Les étapes d’un licenciement pour faute grave

La législation française donne droit à l’employeur de licencier un salarié qui commet une faute grave dans un délai bref, après avoir constaté le fait fautif. Elle prévoit toutefois une procédure, sinon l’employeur est passible de sanctions. Voici les différentes étapes d’un licenciement pour faute grave.

Licenciement pour faute grave : explication

La faute grave est définie par la jurisprudence. Un licenciement pour faute grave doit être motivé par des raisons personnelles et reposer sur des causes réelles et sérieuses. Autrement dit, les motifs économiques et les jugements sans fondements palpables ne peuvent pas le justifier.

Il convient donc au chef d’entreprise victime de gérer ses émotions et d’être méticuleux dans la vérification de la réalité et de la gravité des faits avant de parler de faute grave. En effet, le licenciement peut être justifié, même si la faute n’a pas de conséquence sérieuse. Les juges vont analyser lesdits faits, et la moindre erreur peut lui coûter des sanctions.

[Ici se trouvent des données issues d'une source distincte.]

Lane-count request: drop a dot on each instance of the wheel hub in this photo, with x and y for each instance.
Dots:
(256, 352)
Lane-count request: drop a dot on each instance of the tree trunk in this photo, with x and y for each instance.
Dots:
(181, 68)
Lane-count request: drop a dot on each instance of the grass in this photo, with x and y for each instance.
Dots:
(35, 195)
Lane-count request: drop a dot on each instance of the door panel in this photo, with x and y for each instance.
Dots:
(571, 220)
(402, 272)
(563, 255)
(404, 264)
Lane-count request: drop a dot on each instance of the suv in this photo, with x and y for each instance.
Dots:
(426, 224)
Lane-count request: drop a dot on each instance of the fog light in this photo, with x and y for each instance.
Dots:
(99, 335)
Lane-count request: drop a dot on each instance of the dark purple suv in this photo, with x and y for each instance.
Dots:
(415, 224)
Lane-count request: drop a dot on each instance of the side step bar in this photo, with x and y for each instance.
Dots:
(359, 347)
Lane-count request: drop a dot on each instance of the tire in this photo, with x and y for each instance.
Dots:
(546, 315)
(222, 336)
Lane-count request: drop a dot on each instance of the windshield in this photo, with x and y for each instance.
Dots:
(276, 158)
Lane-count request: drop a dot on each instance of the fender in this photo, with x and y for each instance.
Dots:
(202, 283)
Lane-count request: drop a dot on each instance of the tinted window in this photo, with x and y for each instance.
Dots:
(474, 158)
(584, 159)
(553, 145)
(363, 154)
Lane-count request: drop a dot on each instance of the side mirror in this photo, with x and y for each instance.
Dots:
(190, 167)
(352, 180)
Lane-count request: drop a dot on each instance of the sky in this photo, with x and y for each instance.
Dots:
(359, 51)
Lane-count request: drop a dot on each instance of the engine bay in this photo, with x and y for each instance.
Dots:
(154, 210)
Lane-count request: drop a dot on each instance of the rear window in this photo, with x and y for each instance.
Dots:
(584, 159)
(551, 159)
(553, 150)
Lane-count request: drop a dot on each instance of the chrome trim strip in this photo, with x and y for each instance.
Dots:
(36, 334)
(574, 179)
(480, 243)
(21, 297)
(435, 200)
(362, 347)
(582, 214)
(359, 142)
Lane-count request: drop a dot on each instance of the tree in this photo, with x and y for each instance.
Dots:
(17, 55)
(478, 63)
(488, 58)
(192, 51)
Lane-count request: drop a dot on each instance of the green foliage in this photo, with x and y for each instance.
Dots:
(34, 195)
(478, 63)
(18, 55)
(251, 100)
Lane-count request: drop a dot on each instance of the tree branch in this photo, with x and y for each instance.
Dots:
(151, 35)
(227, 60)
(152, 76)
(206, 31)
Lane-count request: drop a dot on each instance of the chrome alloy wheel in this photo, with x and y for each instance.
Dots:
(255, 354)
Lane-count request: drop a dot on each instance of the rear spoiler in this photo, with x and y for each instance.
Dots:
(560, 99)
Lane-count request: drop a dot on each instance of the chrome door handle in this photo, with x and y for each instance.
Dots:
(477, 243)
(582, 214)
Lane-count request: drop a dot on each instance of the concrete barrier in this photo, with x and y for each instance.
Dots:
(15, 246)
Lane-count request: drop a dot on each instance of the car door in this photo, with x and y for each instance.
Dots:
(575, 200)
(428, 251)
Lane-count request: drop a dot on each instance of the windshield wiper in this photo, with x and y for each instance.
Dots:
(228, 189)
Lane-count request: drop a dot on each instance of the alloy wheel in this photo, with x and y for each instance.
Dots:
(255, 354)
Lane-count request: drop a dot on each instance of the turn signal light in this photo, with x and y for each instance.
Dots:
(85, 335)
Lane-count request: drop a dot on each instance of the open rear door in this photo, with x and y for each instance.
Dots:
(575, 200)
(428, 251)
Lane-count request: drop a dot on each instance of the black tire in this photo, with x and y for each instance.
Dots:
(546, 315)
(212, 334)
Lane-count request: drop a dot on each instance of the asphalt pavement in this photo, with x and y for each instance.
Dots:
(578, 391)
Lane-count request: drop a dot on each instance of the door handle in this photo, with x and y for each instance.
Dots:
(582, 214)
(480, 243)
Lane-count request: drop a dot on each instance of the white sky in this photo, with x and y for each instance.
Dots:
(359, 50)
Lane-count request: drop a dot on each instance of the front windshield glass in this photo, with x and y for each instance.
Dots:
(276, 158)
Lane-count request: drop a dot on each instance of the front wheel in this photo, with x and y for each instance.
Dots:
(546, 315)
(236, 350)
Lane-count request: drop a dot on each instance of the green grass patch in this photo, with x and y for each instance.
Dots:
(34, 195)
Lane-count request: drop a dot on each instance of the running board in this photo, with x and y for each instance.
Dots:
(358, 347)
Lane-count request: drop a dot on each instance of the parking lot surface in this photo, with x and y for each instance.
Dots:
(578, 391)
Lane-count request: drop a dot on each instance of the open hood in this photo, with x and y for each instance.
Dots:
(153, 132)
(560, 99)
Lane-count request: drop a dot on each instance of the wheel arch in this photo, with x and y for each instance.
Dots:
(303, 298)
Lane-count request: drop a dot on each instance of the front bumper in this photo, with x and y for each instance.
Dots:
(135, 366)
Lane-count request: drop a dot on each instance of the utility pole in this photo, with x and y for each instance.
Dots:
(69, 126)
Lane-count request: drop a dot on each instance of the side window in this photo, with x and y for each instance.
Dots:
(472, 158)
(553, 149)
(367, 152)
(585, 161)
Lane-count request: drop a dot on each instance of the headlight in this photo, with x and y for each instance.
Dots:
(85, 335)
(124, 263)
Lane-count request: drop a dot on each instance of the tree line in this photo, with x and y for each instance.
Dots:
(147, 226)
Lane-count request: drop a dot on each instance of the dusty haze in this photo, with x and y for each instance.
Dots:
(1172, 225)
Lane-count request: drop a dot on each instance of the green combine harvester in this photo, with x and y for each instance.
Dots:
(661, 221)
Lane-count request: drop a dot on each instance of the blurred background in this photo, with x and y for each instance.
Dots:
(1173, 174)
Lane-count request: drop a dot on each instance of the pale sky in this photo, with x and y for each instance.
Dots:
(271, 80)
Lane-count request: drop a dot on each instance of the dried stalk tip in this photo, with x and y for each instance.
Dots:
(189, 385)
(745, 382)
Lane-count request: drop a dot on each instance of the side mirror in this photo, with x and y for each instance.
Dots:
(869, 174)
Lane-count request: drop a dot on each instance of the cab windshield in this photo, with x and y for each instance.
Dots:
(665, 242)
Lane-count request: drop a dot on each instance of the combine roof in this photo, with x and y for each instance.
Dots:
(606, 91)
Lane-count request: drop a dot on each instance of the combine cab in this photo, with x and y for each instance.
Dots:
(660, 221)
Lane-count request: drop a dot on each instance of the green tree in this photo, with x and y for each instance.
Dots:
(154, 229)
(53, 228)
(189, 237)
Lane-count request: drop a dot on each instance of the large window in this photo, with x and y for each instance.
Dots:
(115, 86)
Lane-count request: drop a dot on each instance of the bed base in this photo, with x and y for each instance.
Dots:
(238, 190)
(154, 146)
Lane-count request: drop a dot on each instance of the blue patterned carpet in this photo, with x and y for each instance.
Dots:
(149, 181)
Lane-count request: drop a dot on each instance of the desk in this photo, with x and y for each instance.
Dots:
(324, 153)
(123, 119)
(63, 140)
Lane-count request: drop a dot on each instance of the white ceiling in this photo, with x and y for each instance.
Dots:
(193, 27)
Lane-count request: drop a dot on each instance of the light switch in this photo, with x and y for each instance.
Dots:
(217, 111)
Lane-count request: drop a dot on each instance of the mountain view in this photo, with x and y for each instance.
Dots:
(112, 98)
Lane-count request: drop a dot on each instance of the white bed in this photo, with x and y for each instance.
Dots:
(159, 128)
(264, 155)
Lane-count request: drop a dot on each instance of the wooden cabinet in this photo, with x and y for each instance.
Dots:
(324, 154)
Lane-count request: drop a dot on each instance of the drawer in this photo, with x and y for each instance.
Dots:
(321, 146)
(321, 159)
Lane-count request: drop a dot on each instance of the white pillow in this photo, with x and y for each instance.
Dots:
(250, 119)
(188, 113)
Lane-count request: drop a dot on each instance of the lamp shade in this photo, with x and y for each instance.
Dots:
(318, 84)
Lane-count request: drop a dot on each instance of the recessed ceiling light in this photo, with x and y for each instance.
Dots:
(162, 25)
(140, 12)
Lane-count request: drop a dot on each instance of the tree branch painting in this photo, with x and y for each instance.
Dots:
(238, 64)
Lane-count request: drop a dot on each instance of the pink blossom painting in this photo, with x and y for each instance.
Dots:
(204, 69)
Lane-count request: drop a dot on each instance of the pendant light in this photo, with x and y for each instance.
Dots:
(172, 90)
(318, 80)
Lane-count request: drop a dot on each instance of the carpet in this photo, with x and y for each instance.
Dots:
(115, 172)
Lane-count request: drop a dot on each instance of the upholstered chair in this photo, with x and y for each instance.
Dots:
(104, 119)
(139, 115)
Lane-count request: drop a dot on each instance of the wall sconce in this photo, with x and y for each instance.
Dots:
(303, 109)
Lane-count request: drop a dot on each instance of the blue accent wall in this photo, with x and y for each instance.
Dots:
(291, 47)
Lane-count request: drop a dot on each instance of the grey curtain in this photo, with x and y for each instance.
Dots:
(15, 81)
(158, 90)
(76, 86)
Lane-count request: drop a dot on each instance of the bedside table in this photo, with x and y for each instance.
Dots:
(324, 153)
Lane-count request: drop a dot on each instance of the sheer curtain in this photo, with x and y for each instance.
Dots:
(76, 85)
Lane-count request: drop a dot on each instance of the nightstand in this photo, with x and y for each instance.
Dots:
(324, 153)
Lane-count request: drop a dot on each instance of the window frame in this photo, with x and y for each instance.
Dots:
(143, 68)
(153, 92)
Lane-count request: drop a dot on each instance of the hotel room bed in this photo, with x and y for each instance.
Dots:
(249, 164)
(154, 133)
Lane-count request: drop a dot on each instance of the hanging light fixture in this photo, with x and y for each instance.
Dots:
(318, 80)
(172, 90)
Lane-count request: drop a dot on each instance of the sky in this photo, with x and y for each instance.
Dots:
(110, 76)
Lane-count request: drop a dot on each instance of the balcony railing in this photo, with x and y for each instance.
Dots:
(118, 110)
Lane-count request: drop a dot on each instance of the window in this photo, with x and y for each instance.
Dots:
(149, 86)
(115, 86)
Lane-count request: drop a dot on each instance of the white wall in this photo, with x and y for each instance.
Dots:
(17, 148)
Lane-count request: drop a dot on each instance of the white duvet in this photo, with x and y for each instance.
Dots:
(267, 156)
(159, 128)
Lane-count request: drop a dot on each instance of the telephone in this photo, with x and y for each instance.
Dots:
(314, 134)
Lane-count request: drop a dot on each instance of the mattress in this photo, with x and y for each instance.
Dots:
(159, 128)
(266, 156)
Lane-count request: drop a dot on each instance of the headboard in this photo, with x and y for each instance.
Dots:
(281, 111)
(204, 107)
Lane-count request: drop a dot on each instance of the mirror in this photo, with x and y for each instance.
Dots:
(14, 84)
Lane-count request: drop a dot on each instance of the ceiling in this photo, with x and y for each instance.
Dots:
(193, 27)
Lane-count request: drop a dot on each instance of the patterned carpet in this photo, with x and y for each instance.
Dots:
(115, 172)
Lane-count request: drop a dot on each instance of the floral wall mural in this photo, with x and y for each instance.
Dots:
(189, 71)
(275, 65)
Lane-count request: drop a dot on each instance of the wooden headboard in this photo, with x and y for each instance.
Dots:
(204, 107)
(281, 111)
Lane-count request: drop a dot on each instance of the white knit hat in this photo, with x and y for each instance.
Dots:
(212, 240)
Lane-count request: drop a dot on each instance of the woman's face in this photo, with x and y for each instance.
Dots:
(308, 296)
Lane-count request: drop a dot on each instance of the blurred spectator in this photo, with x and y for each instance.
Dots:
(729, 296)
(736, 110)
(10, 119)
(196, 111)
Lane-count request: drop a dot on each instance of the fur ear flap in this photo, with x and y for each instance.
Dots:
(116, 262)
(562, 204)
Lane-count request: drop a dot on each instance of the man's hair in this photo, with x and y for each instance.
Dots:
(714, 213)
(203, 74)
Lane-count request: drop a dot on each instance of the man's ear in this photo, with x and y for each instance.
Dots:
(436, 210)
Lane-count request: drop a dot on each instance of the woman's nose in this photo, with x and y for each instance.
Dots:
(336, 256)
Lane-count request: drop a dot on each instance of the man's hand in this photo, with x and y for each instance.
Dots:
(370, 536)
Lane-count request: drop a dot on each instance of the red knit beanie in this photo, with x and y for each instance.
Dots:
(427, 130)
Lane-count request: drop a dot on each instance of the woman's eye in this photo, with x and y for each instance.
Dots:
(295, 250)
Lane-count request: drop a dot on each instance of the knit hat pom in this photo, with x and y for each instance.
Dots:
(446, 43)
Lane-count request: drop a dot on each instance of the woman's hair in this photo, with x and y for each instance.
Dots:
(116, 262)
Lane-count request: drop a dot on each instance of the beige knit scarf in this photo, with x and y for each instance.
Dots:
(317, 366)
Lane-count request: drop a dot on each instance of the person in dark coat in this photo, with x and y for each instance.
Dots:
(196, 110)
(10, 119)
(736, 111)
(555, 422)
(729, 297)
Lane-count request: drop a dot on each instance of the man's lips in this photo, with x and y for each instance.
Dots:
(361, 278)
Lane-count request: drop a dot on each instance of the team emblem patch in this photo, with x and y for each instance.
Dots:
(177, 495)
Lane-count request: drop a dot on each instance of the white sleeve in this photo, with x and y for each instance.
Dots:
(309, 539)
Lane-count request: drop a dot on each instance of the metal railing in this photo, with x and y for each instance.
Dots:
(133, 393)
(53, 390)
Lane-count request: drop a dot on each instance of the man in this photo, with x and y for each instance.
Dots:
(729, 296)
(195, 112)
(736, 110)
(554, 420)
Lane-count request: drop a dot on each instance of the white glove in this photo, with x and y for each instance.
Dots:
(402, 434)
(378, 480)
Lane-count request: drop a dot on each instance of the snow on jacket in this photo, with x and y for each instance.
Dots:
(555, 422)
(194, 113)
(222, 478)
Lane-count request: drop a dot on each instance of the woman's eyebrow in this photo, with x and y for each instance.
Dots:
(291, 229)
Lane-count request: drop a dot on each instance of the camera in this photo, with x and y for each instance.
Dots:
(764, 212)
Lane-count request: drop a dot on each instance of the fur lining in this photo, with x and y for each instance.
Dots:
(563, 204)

Des sanctions peuvent survenir également en cas de non-respect de la procédure légale en vigueur. Mieux vaut se faire assister par un spécialiste en droit du travail pour éviter des situations déplorables.

La mise à pied conservatoire

La mise à pied conservatoire n’est pas une sanction en tant que telle, mais plutôt une mesure d’urgence qui permet à l’employeur d’éviter la présence du salarié au sein de l’entreprise, jusqu’à la notification de la sanction. Elle suspend le contrat de travail jusqu’à la date de la prise de décision finale.

Cette étape est indispensable lorsque le chef d’entreprise veut évoquer la question de faute lourde, car celle-ci rend impossible le maintien de l’employé au sein de la société. La mise à pied conservatoire ne peut être discutée qu’en cas d’abandon de poste.

Généralement, cette notification est donnée de manière verbale. Mais, il serait intéressant de la signifier aussi dans une lettre recommandée.

La convocation à un entretien préalable au licenciement

La législation considère un licenciement verbal comme abusifpuisqu’aucune cause réelle et sérieuse n’a été notifiée, d’où la nécessité d’envoyer au salarié une convocation àun entretien préalable au licenciement par lettre recommandée avec accusé de réception.

L’employeur n’est pas tenu par obligation d’exposer le motif du licenciement dans la notification. Les mentions obligatoires sont la date, l’heure et le lieu de l’entretien.

L’entretien préalable au licenciement

L’entretien préalable au licenciement permet à l’employé de tenter de résoudre le problème. Malheureusement, les deux parties n’arrivent pas à s’entendre dans la plupart du temps.

À l’initiative de l’employé, les membres du personnel ou des représentants élus du personnel peuvent participer à cet entretien. Quant à l’employeur, il peut convoquer une personne de l’entreprise qui possède des preuves du fait.

L’envoi de la lettre de licenciement

En cas de faute grave, il n’y a pas de préavis à observer. L’envoi de la lettre de licenciement marque la fin du contrat de travail. Cette notification doit indiquer les raisons du licenciement. Il faut contacter votre avocat pour avoir des informations complémentaires sur la faute grave.

À noter que le législateur protège certains salariés du licenciement, même en cas de faute grave. Ce sont entre autres les représentants du personnel, les délégués syndicaux, les candidats et les anciens représentants du personnel.